Evaluation setup. We follow prior work [18], [2] and use $K=4$ cameras positioned at the front, left shoulder, right shoulder and wrist, with an image resolution of $256\times256$ . For training, we generate 100 demonstrations for each task variation, leading to a dataset of 3,100 demonstrations. During testing, we use different random seeds from training to ensure initial scene configurations are distinct from the training data. We evaluate 20 episodes per task variation per seed, and run the evaluation with 5 seeds, which results in $20\times5\times92$ evaluation episodes in total. The maximum number of steps per episode is set to 25. We measure the task performance by success rate (SR) of the evaluation episodes, which is 1 for success and 0 for failure of an episode. The average SR and standard derivation across seeds are reported. Implementation details. For the 3D-LOTUS model, we use 5 down sampling-upsampling blocks, each containing 1 transformer layer. The hidden sizes for these blocks are 64, 128, 256, 512, 768, respectively. For action prediction, the number of bins for position is 30 $(m=15\$ ) and bin size $b{=}1\mathrm{cm}$ . The number of bins for rotation is 72 with bin size of $5^{\circ}$ . In the modified 3D-LOTUS for trajectory prediction, the maximum trajectory length $s$ is set as 5. We train 3DLOTUS with batch size of 8 and initial learning rate of 1e-4 for $150\mathrm{k}$ iterations with linear learning rate decay. Training takes around 11 hours on a single Nvidia A100 GPU. A validation set of 20 episodes per task variation on Level 1 (different from testing episodes) is used to select the best checkpoint, evaluated every 10k iterations.
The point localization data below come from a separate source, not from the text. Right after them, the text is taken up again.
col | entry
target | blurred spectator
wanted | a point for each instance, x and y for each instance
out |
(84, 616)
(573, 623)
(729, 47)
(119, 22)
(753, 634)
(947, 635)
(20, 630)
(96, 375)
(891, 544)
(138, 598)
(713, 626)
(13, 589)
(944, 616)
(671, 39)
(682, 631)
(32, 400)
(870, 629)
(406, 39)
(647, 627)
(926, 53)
评估设置。我们遵循先前工作 [18]、[2]，使用 $K=4$ 台分别位于正面、左肩、右肩和手腕的摄像头，图像分辨率为 $256\times256$。训练阶段，我们为每个任务变体生成100条演示数据，最终构建包含3,100条演示的数据集。测试时采用与训练不同的随机种子，确保初始场景配置区别于训练数据。每个任务变体在每个种子下评估20次 episode，共使用5个种子运行评估，总计 $20\times5\times92$ 次评估 episode。单次 episode 最大步数设为25步。通过 episode 成功率 (SR) 衡量任务表现，成功记为1，失败记为0。最终报告跨种子的平均 SR 及标准差。

实现细节。3D-LOTUS 模型采用5个下采样-上采样块，每个块含1个 transformer 层，隐藏层尺寸分别为64、128、256、512、768。动作预测中位置分箱数为30 $(m=15\$ )，箱尺寸 $b{=}1\mathrm{cm}$；旋转分箱数为72，箱尺寸 $5^{\circ}$。轨迹预测改进版中最大轨迹长度 $s$ 设为5。训练时 batch size 为8，初始学习率1e-4，线性衰减执行 $150\mathrm{k}$ 次迭代，单块 Nvidia A100 GPU 耗时约11小时。使用Level 1任务变体的20个验证 episode（区别于测试数据）每10k次迭代评估一次以选择最佳检查点。

TABLE II: Performance on RLBench-18Task. The Avg. Rank denotes the averaged rank of the model across tasks. Training time is the number of V100 GPU days for training.

表 II: RLBench-18任务性能表现。Avg. Rank表示模型在各任务中的平均排名。训练时间为V100 GPU训练天数。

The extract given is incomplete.